If you have a family history of Lynch syndrome-associated cancers such as gastric cancer, you may be concerned about having this hereditary condition and your chances of developing cancer in the future. In this case, genetic testing is something you should seriously consider. Genetic testing will be able to reveal more information about yourself and help you take control of your health by identifying the next necessary steps. You should always talk to your healthcare provider(s) about whether genetic testing is recommended based on your personal and family history.

A germline genetic test involves analyzing a blood or saliva sample and studying your DNA to identify germline mutations in any of the MMR genes associated with Lynch syndrome. The tests used are the microsatellite instability (MSI) test and immunohistochemistry (IHC) test.

Germline testing differs from somatic testing, which looks for acquired mutations in a confined set of cells or tissues. Somatic genetic tests involve examining tumor tissue to identify any mutations that have occurred spontaneously. Somatic mutations are usually isolated to the tumor or region where the cancer is found in your body, whereas germline mutations are present in the tumor and in every cell of your body since birth.

In general, you should consider genetic testing for Lynch syndrome if you or your family meet any of the following criteria:

• Colorectal cancer or endometrial cancer before age 50
• Several cases of colorectal, endometrial or ovarian cancer on the same side of the family
• Multiple and/or early-onset colon polyps
• Multiple primary colorectal and/or Lynch syndrome-associated cancers (e.g. endometrial, ovarian, gastric, small intestine)
• Any Lynch syndrome-associated cancers or tumors with an abnormal result on standard MSI or IHC tumor screening tests
• Known diagnosis of Lynch syndrome

If you’ve been diagnosed with Lynch syndrome, you may be worried about what can be done to cope with your condition and the associated cancer risks. When it comes to managing your risk of gastric cancer, regular surveillance of the upper gastrointestinal tract (GI) tract via an upper endoscopy is typically recommended.

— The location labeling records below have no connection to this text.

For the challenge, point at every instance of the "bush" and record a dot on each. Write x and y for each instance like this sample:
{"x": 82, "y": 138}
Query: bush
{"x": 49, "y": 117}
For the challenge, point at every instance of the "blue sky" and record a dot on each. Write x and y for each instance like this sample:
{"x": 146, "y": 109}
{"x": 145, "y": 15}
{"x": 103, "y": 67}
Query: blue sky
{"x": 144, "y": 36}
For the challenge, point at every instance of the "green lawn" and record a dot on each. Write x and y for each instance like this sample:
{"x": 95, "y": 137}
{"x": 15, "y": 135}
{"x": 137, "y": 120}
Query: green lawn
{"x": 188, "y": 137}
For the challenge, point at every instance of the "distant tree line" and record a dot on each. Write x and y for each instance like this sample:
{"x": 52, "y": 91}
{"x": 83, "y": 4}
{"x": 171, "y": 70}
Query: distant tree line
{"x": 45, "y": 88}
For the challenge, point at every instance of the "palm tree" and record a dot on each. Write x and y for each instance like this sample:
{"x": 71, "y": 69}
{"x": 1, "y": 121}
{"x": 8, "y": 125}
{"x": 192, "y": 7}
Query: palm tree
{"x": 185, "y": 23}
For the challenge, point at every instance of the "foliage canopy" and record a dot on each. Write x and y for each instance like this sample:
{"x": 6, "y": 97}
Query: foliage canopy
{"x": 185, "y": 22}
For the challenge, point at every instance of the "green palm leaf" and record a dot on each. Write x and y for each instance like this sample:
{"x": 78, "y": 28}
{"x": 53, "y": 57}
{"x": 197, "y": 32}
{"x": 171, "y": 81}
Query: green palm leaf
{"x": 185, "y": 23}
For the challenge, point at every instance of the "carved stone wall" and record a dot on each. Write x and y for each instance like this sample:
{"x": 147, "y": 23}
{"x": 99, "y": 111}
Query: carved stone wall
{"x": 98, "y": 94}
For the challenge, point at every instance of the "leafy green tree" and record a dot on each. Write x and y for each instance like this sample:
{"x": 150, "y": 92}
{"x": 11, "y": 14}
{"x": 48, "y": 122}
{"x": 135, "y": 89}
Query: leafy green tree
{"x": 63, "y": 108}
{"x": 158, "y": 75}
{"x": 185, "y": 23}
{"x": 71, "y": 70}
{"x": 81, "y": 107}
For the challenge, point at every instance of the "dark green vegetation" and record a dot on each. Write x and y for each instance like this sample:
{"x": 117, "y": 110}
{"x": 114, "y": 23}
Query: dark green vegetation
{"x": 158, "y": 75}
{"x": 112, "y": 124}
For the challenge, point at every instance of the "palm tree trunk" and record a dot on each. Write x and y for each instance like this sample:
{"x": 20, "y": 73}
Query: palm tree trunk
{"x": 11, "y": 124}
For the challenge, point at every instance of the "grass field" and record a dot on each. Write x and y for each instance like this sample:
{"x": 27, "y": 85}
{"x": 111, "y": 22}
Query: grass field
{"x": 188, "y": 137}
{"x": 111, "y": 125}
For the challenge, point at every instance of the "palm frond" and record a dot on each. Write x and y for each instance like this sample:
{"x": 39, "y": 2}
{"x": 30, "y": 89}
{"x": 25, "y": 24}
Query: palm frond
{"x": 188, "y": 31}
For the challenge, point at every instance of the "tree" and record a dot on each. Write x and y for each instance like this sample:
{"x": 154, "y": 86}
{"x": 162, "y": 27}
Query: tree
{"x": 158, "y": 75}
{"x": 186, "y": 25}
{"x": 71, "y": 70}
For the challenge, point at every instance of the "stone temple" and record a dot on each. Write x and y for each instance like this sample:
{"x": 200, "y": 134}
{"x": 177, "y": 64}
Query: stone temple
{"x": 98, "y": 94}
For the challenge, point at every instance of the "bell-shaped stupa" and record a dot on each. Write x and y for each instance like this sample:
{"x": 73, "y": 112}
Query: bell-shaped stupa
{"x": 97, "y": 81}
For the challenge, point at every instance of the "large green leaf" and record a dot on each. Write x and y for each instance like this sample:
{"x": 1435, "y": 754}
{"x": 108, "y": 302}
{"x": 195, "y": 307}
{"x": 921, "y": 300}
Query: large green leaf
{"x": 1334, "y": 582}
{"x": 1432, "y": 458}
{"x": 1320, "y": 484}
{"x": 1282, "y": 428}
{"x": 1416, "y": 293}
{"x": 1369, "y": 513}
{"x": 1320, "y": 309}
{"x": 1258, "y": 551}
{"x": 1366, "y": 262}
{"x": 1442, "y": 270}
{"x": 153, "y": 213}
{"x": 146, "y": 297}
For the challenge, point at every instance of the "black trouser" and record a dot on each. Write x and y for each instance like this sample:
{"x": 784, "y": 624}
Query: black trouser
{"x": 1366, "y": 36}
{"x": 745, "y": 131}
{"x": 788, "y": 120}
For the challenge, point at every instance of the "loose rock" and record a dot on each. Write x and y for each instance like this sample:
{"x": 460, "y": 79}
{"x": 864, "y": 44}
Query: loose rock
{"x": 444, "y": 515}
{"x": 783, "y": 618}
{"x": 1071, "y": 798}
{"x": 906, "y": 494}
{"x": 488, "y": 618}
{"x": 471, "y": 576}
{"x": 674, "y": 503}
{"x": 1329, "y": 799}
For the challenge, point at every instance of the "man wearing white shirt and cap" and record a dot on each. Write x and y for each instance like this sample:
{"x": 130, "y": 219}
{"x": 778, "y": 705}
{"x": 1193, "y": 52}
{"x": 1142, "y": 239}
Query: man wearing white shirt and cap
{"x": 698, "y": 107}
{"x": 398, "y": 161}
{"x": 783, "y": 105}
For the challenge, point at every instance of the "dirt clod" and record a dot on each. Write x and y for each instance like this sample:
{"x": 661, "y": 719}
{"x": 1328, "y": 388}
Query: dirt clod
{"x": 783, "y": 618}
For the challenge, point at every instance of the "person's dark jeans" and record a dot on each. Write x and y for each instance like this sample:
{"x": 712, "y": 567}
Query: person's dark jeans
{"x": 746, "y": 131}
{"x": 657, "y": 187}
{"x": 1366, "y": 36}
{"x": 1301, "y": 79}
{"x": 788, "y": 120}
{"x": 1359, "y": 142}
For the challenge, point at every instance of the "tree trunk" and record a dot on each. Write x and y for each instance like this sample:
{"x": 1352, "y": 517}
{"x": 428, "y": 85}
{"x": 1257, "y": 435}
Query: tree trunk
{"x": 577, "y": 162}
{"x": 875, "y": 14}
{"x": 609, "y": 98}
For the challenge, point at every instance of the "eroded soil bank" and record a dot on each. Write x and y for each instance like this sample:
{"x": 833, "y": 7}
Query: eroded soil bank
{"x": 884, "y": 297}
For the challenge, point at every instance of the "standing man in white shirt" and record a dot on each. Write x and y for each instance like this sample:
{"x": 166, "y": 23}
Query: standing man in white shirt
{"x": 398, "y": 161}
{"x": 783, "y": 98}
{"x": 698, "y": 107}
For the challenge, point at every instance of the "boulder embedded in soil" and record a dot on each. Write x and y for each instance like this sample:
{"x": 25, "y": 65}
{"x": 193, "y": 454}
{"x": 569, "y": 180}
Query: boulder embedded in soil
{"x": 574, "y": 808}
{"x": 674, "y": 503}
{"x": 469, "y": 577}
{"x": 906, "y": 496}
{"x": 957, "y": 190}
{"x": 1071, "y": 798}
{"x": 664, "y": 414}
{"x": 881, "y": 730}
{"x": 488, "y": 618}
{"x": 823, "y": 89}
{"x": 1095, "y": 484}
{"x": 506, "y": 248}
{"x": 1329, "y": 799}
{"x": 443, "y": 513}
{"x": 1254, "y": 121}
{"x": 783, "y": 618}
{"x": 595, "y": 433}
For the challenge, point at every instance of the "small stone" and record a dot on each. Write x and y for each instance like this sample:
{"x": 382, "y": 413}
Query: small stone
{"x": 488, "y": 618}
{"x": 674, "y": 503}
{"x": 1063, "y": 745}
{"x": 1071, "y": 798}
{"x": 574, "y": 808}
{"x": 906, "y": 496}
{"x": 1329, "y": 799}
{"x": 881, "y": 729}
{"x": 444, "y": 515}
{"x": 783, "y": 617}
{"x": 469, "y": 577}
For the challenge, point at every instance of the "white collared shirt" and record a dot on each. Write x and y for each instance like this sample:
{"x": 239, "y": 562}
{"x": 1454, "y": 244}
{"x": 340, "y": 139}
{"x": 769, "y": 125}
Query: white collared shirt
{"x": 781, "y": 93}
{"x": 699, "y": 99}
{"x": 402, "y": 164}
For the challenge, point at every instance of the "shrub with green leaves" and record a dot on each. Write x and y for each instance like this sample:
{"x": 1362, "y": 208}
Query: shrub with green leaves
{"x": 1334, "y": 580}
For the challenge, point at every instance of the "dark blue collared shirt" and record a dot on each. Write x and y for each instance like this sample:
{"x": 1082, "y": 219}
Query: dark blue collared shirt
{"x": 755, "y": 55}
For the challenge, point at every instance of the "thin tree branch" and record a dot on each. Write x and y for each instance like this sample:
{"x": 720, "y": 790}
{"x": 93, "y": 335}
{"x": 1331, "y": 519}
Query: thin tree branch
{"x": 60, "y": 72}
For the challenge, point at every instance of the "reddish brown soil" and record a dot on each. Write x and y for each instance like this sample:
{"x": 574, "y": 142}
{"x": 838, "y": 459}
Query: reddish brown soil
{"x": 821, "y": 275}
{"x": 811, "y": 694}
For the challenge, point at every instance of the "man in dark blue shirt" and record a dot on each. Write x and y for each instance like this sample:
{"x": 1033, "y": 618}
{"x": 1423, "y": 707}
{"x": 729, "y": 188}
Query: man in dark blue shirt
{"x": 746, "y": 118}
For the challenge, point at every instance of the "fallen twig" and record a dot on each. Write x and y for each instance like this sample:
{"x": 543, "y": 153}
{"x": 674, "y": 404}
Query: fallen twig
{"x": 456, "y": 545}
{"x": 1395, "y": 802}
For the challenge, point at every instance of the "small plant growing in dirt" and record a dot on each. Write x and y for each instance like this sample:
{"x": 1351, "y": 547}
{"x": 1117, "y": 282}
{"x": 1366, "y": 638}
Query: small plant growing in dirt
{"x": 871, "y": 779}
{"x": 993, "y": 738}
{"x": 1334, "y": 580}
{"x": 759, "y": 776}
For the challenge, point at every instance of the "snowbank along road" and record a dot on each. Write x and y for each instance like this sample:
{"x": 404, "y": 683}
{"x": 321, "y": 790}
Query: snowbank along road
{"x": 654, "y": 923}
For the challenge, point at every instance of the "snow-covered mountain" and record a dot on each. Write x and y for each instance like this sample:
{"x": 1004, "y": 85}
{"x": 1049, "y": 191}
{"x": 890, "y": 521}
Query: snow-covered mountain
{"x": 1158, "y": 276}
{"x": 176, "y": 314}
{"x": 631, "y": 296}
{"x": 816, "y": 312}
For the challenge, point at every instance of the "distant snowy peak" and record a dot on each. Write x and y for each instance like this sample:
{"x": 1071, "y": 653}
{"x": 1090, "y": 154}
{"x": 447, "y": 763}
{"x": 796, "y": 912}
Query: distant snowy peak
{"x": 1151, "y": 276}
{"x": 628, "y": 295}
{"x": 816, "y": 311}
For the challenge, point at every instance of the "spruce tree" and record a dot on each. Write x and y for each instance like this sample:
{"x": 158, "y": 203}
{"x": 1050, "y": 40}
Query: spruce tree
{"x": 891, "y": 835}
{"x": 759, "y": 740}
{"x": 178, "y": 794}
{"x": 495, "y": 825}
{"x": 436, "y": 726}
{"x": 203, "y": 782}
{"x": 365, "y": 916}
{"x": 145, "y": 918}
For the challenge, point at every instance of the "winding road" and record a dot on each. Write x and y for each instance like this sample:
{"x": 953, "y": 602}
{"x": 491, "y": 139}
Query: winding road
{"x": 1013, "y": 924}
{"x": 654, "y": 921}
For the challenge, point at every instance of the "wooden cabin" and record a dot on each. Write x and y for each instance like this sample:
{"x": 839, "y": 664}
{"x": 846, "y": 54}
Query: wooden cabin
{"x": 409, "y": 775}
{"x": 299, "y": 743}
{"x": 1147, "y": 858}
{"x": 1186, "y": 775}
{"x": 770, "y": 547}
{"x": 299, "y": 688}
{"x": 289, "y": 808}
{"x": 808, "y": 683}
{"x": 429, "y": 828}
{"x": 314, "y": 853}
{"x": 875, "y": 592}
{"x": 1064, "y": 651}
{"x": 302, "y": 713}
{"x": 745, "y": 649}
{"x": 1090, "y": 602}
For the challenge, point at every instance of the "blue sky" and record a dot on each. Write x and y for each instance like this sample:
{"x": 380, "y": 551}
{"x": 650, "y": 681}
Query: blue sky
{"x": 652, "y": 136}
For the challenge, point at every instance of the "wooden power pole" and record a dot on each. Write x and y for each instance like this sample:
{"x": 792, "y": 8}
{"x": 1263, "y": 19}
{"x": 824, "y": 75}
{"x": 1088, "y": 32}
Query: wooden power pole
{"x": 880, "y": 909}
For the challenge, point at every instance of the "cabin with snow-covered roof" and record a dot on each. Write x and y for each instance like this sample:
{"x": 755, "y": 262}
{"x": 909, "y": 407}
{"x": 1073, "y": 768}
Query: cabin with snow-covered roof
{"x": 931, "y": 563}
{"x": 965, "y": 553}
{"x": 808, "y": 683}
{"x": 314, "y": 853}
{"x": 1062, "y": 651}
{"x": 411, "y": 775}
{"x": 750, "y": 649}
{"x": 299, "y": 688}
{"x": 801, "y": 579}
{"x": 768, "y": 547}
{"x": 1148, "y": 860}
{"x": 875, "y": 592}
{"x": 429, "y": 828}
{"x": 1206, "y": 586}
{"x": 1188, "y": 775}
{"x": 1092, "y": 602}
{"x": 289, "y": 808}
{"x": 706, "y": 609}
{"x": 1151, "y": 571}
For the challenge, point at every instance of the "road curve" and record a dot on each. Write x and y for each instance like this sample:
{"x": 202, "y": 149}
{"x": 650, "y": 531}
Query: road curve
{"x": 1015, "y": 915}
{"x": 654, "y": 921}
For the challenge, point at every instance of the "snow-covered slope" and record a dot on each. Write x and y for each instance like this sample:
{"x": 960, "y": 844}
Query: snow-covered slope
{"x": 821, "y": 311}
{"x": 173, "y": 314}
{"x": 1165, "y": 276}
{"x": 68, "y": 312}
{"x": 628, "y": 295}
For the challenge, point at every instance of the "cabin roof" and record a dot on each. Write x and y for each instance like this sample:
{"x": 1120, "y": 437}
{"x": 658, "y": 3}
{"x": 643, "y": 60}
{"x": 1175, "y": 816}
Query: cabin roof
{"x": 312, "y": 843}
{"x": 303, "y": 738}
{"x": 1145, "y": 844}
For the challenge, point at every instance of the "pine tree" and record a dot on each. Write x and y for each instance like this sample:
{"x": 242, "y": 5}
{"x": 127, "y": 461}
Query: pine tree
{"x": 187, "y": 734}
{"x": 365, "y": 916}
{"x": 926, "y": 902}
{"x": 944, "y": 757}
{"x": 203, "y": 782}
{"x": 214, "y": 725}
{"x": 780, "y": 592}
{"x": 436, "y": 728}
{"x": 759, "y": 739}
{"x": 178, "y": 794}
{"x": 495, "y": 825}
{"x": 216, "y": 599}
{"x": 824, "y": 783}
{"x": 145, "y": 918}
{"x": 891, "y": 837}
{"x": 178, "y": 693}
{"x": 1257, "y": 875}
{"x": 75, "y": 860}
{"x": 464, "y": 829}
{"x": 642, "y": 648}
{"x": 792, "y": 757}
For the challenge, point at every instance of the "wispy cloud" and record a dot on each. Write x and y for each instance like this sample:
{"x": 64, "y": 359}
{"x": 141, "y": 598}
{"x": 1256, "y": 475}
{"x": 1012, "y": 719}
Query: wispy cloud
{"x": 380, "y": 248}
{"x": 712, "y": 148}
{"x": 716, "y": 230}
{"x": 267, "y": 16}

Also known as an esophagogastroduodenoscopy (EGD), an upper endoscopy allows your doctors to look at the inside of your upper GI tract (i.e. the esophagus, stomach and duodenum) to check for any signs of cancer. It is also effective for intestinal-type gastric adenocarcinomas, which are usually observed in people who develop gastric cancer with Lynch syndrome.

This procedure uses an endoscope, which is a thin, lighted, flexible tube with a small camera at its tip. The endoscope is inserted through your nose or mouth, down your esophagus and into your stomach and small intestine. This imaging procedure is highly sensitive and accurate, especially when combined with endoscopic biopsy for tissue diagnosis. For this reason, it is considered the gold standard for gastric cancer diagnostics and has resulted in a higher detection rate of early-stage gastric cancers. According to clinical guidelines by the American College of Gastroenterology (ACG), the standard screening age for regular surveillance via EGD is 30 to 35 years old.

It is important for individuals with Lynch syndrome to take any necessary measures to manage their gastric cancer risk. Constant monitoring may seem like a hassle, but it is crucial not to let the inconvenience deter you from prioritizing your health and well-being. Early detection can make a difference in the outcome of the disease.